Tombstoning Process in Kafka🔗

If we always keep the latest message for each key, what do we do when we really want to delete all messages for a specific key, such as if a user left our service and we are legally obligated to remove all traces of that user from our system? To delete a key from the system completely, not even saving the last message, the application must produce a message that contains that key and a null value.

When the cleaner thread finds such a message, it will first do a normal compaction and retain only the message with the null value. It will keep this special message (known as a tombstone) around for a configurable amount of time. During this time, consumers will be able to see this message and know that the value is deleted.

So if a consumer copies data from Kafka to a relational database, it will see the tombstone message and know to delete the user from the database. After this set amount of time, the cleaner thread will remove the tombstone message, and the key will be gone from the partition in Kafka.

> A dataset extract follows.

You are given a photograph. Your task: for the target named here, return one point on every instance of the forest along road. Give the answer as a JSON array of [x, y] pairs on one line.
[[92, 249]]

It is important to give consumers enough time to see the tombstone message, because if our consumer was down for a few hours and missed the tombstone message, it will simply not see the key when consuming and therefore not know that it was deleted from Kafka or that it needs to be deleted from the database.

It’s worth remembering that Kafka’s admin client also includes a deleteRecords method. This method deletes all records before a specified offset, and it uses a completely different mechanism. When this method is called, Kafka will move the low-water mark, its record of the first offset of a partition, to the specified offset.

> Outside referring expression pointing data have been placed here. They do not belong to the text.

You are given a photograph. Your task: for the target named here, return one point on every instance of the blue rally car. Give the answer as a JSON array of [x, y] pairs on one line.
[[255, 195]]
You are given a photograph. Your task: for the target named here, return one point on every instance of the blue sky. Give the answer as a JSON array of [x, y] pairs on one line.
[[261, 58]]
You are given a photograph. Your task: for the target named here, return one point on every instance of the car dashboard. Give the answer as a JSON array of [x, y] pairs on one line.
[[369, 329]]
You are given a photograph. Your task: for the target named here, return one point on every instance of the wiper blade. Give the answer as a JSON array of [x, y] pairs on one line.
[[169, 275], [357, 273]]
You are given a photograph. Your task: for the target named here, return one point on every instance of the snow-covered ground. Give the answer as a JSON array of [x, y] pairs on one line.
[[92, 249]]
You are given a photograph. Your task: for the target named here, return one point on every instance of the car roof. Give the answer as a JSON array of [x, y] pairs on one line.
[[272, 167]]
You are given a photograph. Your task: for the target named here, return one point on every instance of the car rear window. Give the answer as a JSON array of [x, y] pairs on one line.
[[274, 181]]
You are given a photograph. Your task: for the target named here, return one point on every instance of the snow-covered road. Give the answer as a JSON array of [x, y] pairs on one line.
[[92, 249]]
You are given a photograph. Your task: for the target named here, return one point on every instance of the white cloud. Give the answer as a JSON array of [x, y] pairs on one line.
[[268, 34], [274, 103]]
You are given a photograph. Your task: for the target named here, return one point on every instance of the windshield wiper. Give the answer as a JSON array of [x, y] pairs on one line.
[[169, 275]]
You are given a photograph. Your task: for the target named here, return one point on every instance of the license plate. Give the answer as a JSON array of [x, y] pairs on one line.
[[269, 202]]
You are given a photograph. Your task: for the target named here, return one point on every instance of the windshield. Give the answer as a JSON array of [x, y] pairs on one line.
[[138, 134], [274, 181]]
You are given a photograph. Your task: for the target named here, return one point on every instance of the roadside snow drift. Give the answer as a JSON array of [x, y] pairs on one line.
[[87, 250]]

This will prevent consumers from consuming the records below the new lowwater mark and effectively makes these records inaccessible until they get deleted by a cleaner thread. This method can be used on topics with a retention policy and on compacted topics.

When are topics compacted?🔗

In the same way that the delete policy never deletes the current active segments, the compact policy never compacts the current segment. Messages are eligible for compaction only on inactive segments. By default, Kafka will start compacting when 50% of the topic contains dirty records.

The goal is not to compact too often (since compaction can impact the read/write performance on a topic) but also not to leave too many dirty records around (since they consume disk space). Wasting 50% of the disk space used by a topic on dirty records and then compacting them in one go seems like a reasonable trade-off, and it can be tuned by the administrator.

In addition, administrators can control the timing of compaction with two configuration parameters: min.compaction.lag.ms can be used to guarantee the minimum length of time that must pass after a message is written before it could be compacted. max.compaction.lag.ms can be used to guarantee the maximum delay between the time a message is written and the time the message becomes eligible for compaction.

This configuration is often used in situations where there is a business reason to guarantee compaction within a certain period; for example, GDPR requires that certain information will be deleted within 30 days after a request to delete has been made.